S. Velu Pillai, J.
1. The petitioner, who is the lessee of an estate in Malabar and at whose instance a cattle-pound was established with the sanction of the District Collector accorded under Section 4 of the Cattle Trespass Act, 1871, seeks to quash Ext. P-7, by which the Collector ordered its abolition. It appears, that on complaints received, a notice, Ext. P-6, dated February 6, 1959, was issued to the petitioner, to show cause why the pound should not be abolished. An enquiry was wade, and abolition was ordered after the enquiry.
2. The learned Government Pleader raised a preliminary objection, that the order impugned is purely executive and ought not to be interfered with, under Article 226. The objection is well-founded. In Bir Bikram Deo v. Secretary of State for India, ILR 39 Cal 615 at page 662, the Privy Council observed, that the
'Establishment and maintenance of cattle-pounds under the superintendence and control of Government officials empowered to obtain the assistance of the police when required may be considered essential for the maintenance of law and order, and the peace and good government of the country, and therefore an act of the Executive Government with which it is not competent for the Civil Court to interfere'.
There is nothing in the provisions of the Cattle Trespass Act to indicate, that the Collector was exercising anything other than executive power and on this ground, this petition is bound to fail.

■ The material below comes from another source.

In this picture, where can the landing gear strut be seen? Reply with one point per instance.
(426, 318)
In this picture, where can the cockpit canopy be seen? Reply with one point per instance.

3 The objection taken on the merits, by the petitioner's counsel was, that remedies have been provided by Chapter V of the aforesaid Act, and that therefore the abolition of the pound was not warranted. Chapter V deals with illegal seizure or detention of cattle, but on a perusal of Ext. P-6 it is seen, that although the charges are, for the most part, against the petitioner described as pound-keeper, the grounds of complaint are not restricted to those dealt with in Chapter V. I come to the conclusion, that Chapter V does not take away the power of the District Collector, who can direct abolition of the pound. The last point was, that the abolition can be, only with the approval of the State Government. This argument was founded upon the language of Section 4 which reads :
'Pounds shall be established at such places as the Magistrate of the District, subject to the general control of the State Government, from time to time-directs.'
The State Government's power is to exercise a general or over-all control over cattle-pounds inthe State, and the above provision does not make it incumbent, that it should consider the case of each pound, either in establishing or abolishing it. The petitioner has no case, that the pound in question was established by the District Collector with the approval of the State Government. It therefore follows, that for the abolition of the pound, no express approval of the State Government is necessary. There is therefore no merit in this petition; it is dismissed, but without costs.